Sunday, September 18, 2011

The opposite of domestic goddess


I was chopping up a tomato for my noontime salad the other day when one of my work colleagues said, "Is that from your garden?" and I stopped in mid-chop, suddenly awash in all of those things that I always feel when people ask me about anything domestic: Shame. Guilt. Inadequacy. Failure.

"No," I said. "It's from Target." (What a loser! It's not even from the Farmer's Market! It's from Target!)

I do sometimes grow tomatoes in my yard, but this spring was so cold and wet that I never got around to it.
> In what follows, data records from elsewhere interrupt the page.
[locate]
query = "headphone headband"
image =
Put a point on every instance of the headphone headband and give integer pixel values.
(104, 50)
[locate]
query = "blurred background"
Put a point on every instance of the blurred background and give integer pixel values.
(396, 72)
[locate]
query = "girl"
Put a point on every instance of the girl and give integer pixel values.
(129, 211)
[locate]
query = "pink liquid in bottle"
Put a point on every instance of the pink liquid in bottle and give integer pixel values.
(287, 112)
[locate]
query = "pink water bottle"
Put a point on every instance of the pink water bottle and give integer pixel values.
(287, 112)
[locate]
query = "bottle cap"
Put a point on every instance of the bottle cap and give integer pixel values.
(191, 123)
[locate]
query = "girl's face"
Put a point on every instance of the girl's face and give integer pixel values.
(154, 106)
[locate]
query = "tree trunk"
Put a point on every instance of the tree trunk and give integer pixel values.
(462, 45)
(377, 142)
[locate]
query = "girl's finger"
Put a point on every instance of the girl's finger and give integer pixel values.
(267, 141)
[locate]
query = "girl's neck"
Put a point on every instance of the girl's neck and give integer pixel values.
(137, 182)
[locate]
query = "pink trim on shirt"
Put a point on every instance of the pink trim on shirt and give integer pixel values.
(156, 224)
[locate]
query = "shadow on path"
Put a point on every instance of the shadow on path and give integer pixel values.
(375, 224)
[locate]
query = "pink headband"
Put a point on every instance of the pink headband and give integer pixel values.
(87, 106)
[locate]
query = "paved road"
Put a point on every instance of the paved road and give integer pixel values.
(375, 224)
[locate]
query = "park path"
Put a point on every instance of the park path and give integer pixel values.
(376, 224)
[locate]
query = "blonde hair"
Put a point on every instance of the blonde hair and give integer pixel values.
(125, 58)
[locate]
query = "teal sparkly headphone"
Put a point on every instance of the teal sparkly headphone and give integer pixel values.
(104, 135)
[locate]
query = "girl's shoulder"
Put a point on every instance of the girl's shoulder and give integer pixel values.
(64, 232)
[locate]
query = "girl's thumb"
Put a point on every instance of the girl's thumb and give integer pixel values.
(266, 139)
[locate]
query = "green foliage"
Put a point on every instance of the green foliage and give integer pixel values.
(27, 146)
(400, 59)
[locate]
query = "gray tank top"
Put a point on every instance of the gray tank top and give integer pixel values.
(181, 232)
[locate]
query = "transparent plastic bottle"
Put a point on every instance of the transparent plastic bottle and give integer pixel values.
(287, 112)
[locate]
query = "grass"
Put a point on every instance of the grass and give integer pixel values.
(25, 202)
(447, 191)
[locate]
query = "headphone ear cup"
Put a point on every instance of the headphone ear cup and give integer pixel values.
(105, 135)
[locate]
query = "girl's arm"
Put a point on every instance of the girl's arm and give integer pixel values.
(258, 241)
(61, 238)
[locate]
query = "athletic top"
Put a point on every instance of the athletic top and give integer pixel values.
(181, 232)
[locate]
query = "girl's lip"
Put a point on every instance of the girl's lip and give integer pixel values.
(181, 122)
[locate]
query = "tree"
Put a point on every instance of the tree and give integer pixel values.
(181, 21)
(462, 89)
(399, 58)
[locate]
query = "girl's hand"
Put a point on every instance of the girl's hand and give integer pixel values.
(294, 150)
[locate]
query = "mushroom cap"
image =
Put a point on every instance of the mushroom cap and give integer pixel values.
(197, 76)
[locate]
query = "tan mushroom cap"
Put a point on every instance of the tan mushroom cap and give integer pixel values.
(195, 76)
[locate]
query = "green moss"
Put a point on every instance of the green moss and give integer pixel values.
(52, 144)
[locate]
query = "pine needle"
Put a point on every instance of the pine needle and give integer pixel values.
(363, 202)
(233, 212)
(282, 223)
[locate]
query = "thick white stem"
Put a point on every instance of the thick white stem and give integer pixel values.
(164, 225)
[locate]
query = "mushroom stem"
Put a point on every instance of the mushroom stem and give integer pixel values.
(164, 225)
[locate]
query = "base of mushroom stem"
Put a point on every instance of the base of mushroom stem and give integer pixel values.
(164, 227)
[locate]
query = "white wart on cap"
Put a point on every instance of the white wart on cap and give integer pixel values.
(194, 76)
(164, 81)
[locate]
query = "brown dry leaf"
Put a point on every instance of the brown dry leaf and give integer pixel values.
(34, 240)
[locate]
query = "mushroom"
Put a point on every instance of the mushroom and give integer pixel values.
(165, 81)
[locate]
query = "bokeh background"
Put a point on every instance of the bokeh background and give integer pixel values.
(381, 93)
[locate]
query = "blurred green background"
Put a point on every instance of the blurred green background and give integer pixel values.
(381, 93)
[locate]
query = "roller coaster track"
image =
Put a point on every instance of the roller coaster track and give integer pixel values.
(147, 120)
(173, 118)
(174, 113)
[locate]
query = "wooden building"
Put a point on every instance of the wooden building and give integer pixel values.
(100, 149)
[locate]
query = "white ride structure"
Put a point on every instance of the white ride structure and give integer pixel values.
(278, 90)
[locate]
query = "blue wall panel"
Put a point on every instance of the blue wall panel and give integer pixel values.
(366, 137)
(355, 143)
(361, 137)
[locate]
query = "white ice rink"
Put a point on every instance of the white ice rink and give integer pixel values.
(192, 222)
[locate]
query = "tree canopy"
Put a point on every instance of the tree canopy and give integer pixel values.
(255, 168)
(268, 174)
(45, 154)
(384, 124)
I did plant some cherry tomatoes in a pot, next to a pot of basil, hopeful that a margherita pizza would magically materialize; it produced a few little tomatoes, but not many--perhaps one a day for a couple of weeks before the whole thing turned yellow from neglect.

The basil we used a few leaves at a time (yes, on margherita pizzas) and then last weekend I rashly harvested the rest of it and made pesto.

That is, I googled "pesto recipes," picked the one that looked the least complicated, dug a dusty old half-bag of walnuts from the back of the cupboard where it had been for, um, a long time, and then went out and cut back the pesto plant. I mean, the basil plant.


Isn't it pretty?  I dumped the leaves into the food processor, along with the ancient walnuts.


Then I went back on Google to look up the instructions for the Cuisinart because I had totally forgotten how to use it. (Seriously, getting the pieces to lock into place is not easy.)


And then I made the pesto, added perhaps too much olive oil, tasted it, and then stuck it in the freezer, where it will probably stay for a long time until it is covered in ice crystals and we no longer know what it is and we pitch the whole thing out.

I want to have a big garden! I want to harvest things from the dirt, and can them in my steamy kitchen, and look at the rows of blue-glass jars glowing like jewels with their bounty of red and yellow peppers, and luscious tomatoes, and whatever the hell else people put in jars.


I want to stitch my own quilts, too, and have that magical woman's touch that I read about somewhere, possibly in "Little Women," where just moving a few items around in just the right way suddenly makes a damn house a fricking home.

I did go through a time, in my early 20s, when I gardened and canned, and then figured, "Now that I have done this, I never have to do it again." And in my late 20s I made crib-sized quilts for several sisters and friends who were popping out babies at the time (something else I've never done), laboriously stitching everything by hand because I didn't own a sewing machine and didn't want to invest in one, knowing myself well enough to suspect that this was probably a passing phase. (It was.)

One sister wrote me a letter of thanks in which she said that she liked the quilt, used it often, her baby peed on it, she washed it, and it "got all bunchy."

I guess the truth is that I don't really want to do any of those things; I only want to want to do them.  In truth, I find the domestic arts to be difficult and unnatural and aggravating; I have no skills in cooking, sewing, decorating or nurturing, and while I would love to blame someone, maybe my mother, I can't, because other people in my family are fabulous gardeners and fabulous cooks and, yes, fabulous quilt-makers, and my own mother, while she hated to sew, knows how to do it very very well and is also the best cook I know.


I did not do well in those mandatory home ec classes in school, either, making the world's simplest skirt (basically a pillow case with an elastic waist, no pockets, no zipper, no waistband, no buttons, no buttonholes), and yet it took me all semester, laboriously picking out crooked seams with that sharp little tool we all had, oh, such picky work, and sweating over the stay-stitching.

The second semester we were required to make an entire dress; I panicked and made a jumper, because I knew there was no way in hell I'd ever be able to set a sleeve.  The simple jumper, which I never wore (it was too small) earned me a C because I never got around to doing the top-stitching on the zipper. (I knew that if I attempted it the sewing machine needle would end up embedded, somehow, in the middle of the zipper, and it would break off and possibly the whole machine would go down, and I would end up owing Woodland Junior High School a lot of money. Much easier to just not do the top stitching, take the C I deserved, and skulk on with my life.)

In my mind, I dream of retiring and becoming self-sufficient: Plowing up our wide sideyard and planting vegetables and getting a straw hat and a lovely flat basket for cuttings. (Not sewing my own clothes; even my wildest dreams don't get that wild.)

But when I retire, if that day ever comes, I know what I will really be doing:


I will be doing what I always do in the summertime. Sitting in the backyard with a couple of dogs, something cold to drink, and a good book.

Fortunately, I have a husband who understands.


Thanks, dear. Margherita pizza for dinner?